Why does the education system need to be an 'experiment'? It's not like this is a completely new experiment either. It's been tried elsewhere and usually ends up with falling academic standards. There's a very good reason why most places aren't doing this.

SpeakNoWords · 29/03/2016 18:11

If many teachers take things so very personally, perhaps it's because they care?

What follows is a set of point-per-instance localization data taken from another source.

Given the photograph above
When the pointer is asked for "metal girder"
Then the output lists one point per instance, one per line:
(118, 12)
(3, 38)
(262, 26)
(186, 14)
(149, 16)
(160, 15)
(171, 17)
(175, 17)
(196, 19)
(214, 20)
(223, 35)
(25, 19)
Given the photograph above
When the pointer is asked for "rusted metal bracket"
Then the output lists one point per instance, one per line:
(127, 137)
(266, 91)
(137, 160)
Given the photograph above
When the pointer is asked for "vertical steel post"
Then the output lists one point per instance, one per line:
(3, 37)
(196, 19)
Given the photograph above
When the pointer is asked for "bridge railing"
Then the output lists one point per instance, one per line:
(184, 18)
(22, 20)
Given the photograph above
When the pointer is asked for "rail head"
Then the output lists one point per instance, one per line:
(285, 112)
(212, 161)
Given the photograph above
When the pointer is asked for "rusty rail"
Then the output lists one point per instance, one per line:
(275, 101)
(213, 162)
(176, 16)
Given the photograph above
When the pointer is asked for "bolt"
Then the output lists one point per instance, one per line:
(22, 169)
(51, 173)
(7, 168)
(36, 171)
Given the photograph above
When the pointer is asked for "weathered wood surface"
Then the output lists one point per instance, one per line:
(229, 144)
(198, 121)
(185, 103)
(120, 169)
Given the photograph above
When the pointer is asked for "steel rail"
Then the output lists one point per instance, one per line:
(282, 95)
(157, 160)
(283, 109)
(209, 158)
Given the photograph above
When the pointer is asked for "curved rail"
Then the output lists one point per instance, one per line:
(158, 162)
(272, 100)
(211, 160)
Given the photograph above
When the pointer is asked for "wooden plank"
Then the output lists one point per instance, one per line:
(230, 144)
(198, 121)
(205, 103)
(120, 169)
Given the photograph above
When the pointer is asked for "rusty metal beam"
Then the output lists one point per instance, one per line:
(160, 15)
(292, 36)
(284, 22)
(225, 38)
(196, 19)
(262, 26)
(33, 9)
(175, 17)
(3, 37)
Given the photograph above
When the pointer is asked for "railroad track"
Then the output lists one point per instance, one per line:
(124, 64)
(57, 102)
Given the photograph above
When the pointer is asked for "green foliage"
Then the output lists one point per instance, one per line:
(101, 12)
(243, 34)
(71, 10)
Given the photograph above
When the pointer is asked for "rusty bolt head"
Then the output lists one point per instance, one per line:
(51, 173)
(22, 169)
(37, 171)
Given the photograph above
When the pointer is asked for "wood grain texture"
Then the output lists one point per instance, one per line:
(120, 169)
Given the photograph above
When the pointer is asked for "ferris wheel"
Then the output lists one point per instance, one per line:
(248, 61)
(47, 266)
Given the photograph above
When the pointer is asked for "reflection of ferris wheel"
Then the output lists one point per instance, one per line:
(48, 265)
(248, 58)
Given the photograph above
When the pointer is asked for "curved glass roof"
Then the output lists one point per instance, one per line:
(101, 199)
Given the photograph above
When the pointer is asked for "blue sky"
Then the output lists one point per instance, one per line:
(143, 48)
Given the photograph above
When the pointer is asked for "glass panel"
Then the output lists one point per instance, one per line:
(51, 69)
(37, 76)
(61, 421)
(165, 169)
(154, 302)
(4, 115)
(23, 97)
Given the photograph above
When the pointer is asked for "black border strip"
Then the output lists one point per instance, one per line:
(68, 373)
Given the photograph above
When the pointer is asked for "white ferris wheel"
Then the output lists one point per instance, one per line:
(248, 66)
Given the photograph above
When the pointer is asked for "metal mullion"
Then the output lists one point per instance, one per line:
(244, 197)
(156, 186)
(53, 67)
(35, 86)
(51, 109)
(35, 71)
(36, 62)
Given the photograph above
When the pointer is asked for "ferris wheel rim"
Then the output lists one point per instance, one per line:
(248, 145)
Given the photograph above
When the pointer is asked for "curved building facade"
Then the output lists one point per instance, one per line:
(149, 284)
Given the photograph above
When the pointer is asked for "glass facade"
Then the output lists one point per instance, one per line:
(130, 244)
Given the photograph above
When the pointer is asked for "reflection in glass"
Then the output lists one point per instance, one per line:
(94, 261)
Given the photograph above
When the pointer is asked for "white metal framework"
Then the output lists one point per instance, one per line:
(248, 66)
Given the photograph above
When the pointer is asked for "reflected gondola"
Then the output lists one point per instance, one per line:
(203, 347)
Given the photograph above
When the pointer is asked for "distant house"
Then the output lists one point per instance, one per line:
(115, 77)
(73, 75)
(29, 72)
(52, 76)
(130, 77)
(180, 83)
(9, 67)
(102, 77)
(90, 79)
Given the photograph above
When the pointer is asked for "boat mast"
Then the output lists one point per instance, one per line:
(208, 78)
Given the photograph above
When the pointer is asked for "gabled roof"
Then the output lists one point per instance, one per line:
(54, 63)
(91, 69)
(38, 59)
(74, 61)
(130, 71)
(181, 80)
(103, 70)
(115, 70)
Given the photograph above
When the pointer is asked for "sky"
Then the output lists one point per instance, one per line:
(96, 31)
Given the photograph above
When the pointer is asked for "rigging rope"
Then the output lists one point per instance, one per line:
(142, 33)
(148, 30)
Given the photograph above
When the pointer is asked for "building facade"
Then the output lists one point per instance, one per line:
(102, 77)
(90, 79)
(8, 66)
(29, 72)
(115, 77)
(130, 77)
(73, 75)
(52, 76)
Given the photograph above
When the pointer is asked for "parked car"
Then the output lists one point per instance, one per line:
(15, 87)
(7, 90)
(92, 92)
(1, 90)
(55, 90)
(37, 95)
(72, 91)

CrowyMcCrowFace · 29/03/2016 18:13

I've just spent the first five days of my Easter break 'engaging with the curriculum'.

It does rather push my buttons when someone suggests I'm not, yes.

noblegiraffe · 29/03/2016 18:15

Ooh, we were asked up thread what teachers want, weren't we?

What we want is for lessons to be learned from the Shanghai model that has been banged on about in such glowing terms and for teaching contact time to be reduced from 90% to 30%.

That would certainly give us time to implement the changes and is a proven international success.

HarveySchlumpfenburger · 29/03/2016 18:19

Depends how you define success. But we can use whatever they use if you want to reduce your teaching time.

raininginspringtime · 29/03/2016 18:21

My point was/is that it is happening so rather than continue to wind ourselves and students up into a state, work with it.

noblegiraffe · 29/03/2016 18:27

Oh yes, raining, it's so easy to 'work with it' when you don't know what it actually is you're working with and kids ask you pesky questions like 'what is my predicted grade' and parents ask you unreasonable questions like 'will my DC pass this GCSE' and not only can you not answer with any reliability you also have to explain that it depends on what they mean by 'pass'.

It's hard to just work with something that's rubbish. In fact it's embarrassing to have to try to justify it to the kids.

SpeakNoWords · 29/03/2016 18:28

Well, teachers are going to have to work with it, of course they are, as always. I don't know any teaching colleague who would wind the students up into a state about it though! The absolute reverse in fact. Don't all teachers try and shield the students from the behind the scenes machinations?

I don't see why that would stop teachers from pointing out the issues where they see them?

CrowyMcCrowFace · 29/03/2016 18:28

That's pretty much the pro-academy position on all these threads, isn't it?

'It is happening...work with it'.

Or in other words, suck it up serfs.

Not doing that, sorry. It's not good enough for my children or for me.

PrettyBrightFireflies · 29/03/2016 18:36

Don't all teachers try and shield the students from the behind the scenes machinations?

Not in my experience - both as a parent and while in school professionally.

And, of course, students and parents can hear and read what teachers, and their representatives, say and write publicly.

This thread hardly demonstrates a concerted effort by the teaching profession to protect students from the negativity, does it?
Neither did the weekend conferences.

Personally, I don't think that students need protecting - DCs as young as 9 can be quite astute about the issues; but it's disingenuous to say that teachers make efforts to protect them from it!